Jason Gabelman (Managing Director)
Yep. That's helpful. Thanks. And then just going back or turning to CapEx, it looks like if you continue the pace of organic spending from 3Q, that you'll breach the high end of guidance for the full year. And I know there's some inorganic acquisitions out there, the OMV, that hasn't closed yet. So just wondering, as we are a month into the fourth quarter, how comfortable you are with the current CapEx guidance and if some of these acquisitions close on this side of the calendar year, if you'll potentially breach the high end of the range?
Patrick Pouyanné (CEO)
No. We will not breach. Okay? We told you we confirmed $17 billion-$18 billion, so we confirm it. In fact, just to be transparent with you, the organic CapEx by the end of September were around $12.5 billion. So if I'm adding another $3 billion-$4 billion, you will go to $16.5 billion. There might be more M&A, more acquisitions by divestment, so I'm fine. I think, again, we are today in terms of global net CapEx at $14 billion by the end of this September. So that means we confirm the guidance of $17 billion-$18 billion. So you make the difference between $17 billion-$18 billion and $14 billion. It makes $3 billion-$4 billion of CapEx, which is quite consistent with what we just said. And it includes, to be clear, I include in that the possibility that we close these OMV acquisitions in Malaysia. We'll see.
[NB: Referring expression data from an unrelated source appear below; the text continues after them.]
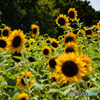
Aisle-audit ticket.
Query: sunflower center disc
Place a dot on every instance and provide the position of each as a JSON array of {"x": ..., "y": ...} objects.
[
  {"x": 69, "y": 49},
  {"x": 55, "y": 45},
  {"x": 2, "y": 43},
  {"x": 34, "y": 31},
  {"x": 69, "y": 39},
  {"x": 16, "y": 41},
  {"x": 69, "y": 69},
  {"x": 5, "y": 32},
  {"x": 61, "y": 21},
  {"x": 88, "y": 32},
  {"x": 22, "y": 81},
  {"x": 23, "y": 98},
  {"x": 71, "y": 14},
  {"x": 52, "y": 63},
  {"x": 0, "y": 32},
  {"x": 46, "y": 51}
]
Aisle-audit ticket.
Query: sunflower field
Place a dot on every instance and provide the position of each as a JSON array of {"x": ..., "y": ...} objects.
[{"x": 38, "y": 67}]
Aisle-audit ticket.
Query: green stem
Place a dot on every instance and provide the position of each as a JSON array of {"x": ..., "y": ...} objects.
[
  {"x": 26, "y": 80},
  {"x": 83, "y": 37}
]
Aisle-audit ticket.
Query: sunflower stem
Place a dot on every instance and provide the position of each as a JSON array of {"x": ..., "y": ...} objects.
[
  {"x": 82, "y": 36},
  {"x": 26, "y": 80}
]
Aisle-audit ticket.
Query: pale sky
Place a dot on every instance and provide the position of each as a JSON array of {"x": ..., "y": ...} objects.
[{"x": 95, "y": 4}]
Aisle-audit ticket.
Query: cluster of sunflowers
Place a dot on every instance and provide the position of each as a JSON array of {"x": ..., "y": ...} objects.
[{"x": 65, "y": 63}]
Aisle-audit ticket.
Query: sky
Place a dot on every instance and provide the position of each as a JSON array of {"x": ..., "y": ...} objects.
[{"x": 95, "y": 4}]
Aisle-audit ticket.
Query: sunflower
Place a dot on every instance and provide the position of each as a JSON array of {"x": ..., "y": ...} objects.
[
  {"x": 3, "y": 43},
  {"x": 23, "y": 96},
  {"x": 89, "y": 33},
  {"x": 31, "y": 59},
  {"x": 52, "y": 63},
  {"x": 98, "y": 25},
  {"x": 72, "y": 13},
  {"x": 27, "y": 45},
  {"x": 71, "y": 47},
  {"x": 21, "y": 80},
  {"x": 34, "y": 30},
  {"x": 17, "y": 55},
  {"x": 27, "y": 36},
  {"x": 71, "y": 67},
  {"x": 31, "y": 41},
  {"x": 69, "y": 38},
  {"x": 53, "y": 80},
  {"x": 80, "y": 32},
  {"x": 46, "y": 51},
  {"x": 87, "y": 60},
  {"x": 46, "y": 36},
  {"x": 60, "y": 38},
  {"x": 6, "y": 31},
  {"x": 94, "y": 28},
  {"x": 55, "y": 43},
  {"x": 69, "y": 28},
  {"x": 83, "y": 47},
  {"x": 48, "y": 40},
  {"x": 62, "y": 20},
  {"x": 0, "y": 32},
  {"x": 16, "y": 41}
]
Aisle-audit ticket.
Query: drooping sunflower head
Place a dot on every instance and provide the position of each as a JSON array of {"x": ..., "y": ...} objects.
[
  {"x": 62, "y": 20},
  {"x": 3, "y": 43},
  {"x": 34, "y": 30},
  {"x": 6, "y": 31},
  {"x": 16, "y": 41},
  {"x": 70, "y": 37},
  {"x": 55, "y": 43},
  {"x": 72, "y": 14},
  {"x": 71, "y": 67},
  {"x": 23, "y": 96},
  {"x": 71, "y": 47},
  {"x": 87, "y": 60},
  {"x": 21, "y": 80},
  {"x": 46, "y": 51},
  {"x": 15, "y": 55}
]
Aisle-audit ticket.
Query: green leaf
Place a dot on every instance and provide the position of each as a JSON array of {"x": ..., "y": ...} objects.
[{"x": 17, "y": 57}]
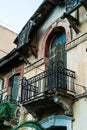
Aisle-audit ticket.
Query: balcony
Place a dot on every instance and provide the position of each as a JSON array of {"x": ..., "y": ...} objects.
[
  {"x": 38, "y": 94},
  {"x": 54, "y": 80}
]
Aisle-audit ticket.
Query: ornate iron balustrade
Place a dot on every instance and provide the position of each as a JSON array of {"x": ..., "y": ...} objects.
[{"x": 54, "y": 79}]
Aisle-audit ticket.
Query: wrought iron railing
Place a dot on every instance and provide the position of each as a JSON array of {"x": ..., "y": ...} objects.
[
  {"x": 70, "y": 4},
  {"x": 50, "y": 81}
]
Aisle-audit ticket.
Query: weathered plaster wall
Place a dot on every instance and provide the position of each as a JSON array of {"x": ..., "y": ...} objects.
[
  {"x": 80, "y": 114},
  {"x": 6, "y": 40}
]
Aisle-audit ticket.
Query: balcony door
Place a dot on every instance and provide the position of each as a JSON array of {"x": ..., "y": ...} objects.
[
  {"x": 14, "y": 80},
  {"x": 58, "y": 57},
  {"x": 57, "y": 50}
]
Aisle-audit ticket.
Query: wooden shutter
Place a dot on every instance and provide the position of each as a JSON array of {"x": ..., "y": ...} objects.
[{"x": 14, "y": 87}]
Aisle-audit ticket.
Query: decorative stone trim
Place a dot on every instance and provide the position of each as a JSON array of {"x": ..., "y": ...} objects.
[
  {"x": 56, "y": 24},
  {"x": 76, "y": 41}
]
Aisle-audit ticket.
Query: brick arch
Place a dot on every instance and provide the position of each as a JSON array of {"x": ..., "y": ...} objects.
[{"x": 62, "y": 24}]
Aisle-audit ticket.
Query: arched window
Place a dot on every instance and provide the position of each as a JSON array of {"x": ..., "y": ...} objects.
[
  {"x": 57, "y": 48},
  {"x": 13, "y": 82}
]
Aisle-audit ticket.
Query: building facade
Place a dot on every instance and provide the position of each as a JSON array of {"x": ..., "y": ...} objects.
[
  {"x": 47, "y": 70},
  {"x": 6, "y": 41}
]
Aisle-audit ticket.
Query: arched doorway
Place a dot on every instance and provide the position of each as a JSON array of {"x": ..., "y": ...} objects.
[{"x": 57, "y": 51}]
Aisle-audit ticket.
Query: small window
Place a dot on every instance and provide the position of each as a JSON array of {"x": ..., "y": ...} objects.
[{"x": 14, "y": 82}]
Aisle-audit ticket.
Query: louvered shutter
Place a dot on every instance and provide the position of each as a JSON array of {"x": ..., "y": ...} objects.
[{"x": 14, "y": 87}]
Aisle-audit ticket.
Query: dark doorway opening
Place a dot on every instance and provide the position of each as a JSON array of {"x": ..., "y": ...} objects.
[{"x": 57, "y": 128}]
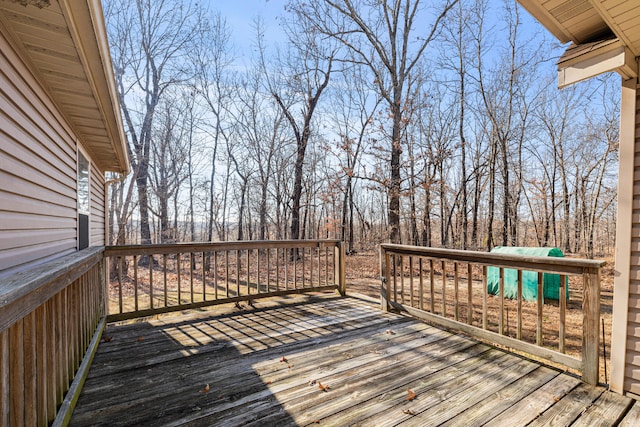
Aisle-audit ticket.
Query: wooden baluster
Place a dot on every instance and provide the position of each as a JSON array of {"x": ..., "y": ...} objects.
[
  {"x": 16, "y": 374},
  {"x": 469, "y": 294},
  {"x": 295, "y": 269},
  {"x": 277, "y": 269},
  {"x": 191, "y": 266},
  {"x": 387, "y": 281},
  {"x": 42, "y": 348},
  {"x": 540, "y": 306},
  {"x": 151, "y": 303},
  {"x": 485, "y": 322},
  {"x": 519, "y": 331},
  {"x": 51, "y": 359},
  {"x": 590, "y": 320},
  {"x": 135, "y": 283},
  {"x": 455, "y": 291},
  {"x": 411, "y": 280},
  {"x": 179, "y": 281},
  {"x": 216, "y": 277},
  {"x": 421, "y": 284},
  {"x": 204, "y": 278},
  {"x": 444, "y": 289},
  {"x": 226, "y": 271},
  {"x": 164, "y": 275},
  {"x": 248, "y": 271},
  {"x": 395, "y": 277},
  {"x": 120, "y": 303},
  {"x": 268, "y": 269},
  {"x": 432, "y": 292},
  {"x": 501, "y": 303},
  {"x": 238, "y": 272},
  {"x": 30, "y": 369},
  {"x": 401, "y": 272},
  {"x": 563, "y": 312},
  {"x": 311, "y": 251},
  {"x": 6, "y": 375}
]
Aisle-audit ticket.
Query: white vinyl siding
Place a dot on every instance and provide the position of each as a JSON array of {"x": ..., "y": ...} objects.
[
  {"x": 97, "y": 217},
  {"x": 38, "y": 204}
]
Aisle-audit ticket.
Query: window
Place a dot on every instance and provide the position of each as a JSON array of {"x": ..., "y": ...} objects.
[{"x": 84, "y": 196}]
I mean, it's a process which is not fully under control, but this is where we are. So I think $12.5 billion organic, you can calculate. We are not at the high end of these $18 billion we mentioned for next year. We are far from it from this year in terms of organic. We'll be probably around $16 billion. Okay?
Jason Gabelman (Managing Director)
Great. Thanks.
Patrick Pouyanné (CEO)
Good.
Operator (participant)
Jason, do you have any closing comments?
Patrick Pouyanné (CEO)
Yeah, we'll have some comments. So thank you for the attendance. Okay. Again, I think the quarter, of course, is lower than the previous ones. That's clear because we have been, I would say, at this refining margin, but it's part of the integrated value chain. At the end, we are comfortable with the fact that we are on the right track to deliver. The full year will be in line with our expectations. We have confirmed with the board the return to shareholders and the strong return to shareholders guidance. Keep in mind that the year 2025 will also be positive. We told you in New York that we'll enter into a growth cycle, including on the hydrocarbon productions, more than 3%. And I can confirm you, we had very good news yesterday afternoon. Mero 3 has started up, so the ramp-up will begin.
We had Mero 2, which is going to its maximum. And so I can confirm to you that 2025, we'll have a production more growth by more than 3%. So that also will help, of course, the resilience of the model. And so thank you again for your support and for having listened to us. And I hope we'll have to meet you again in coming weeks.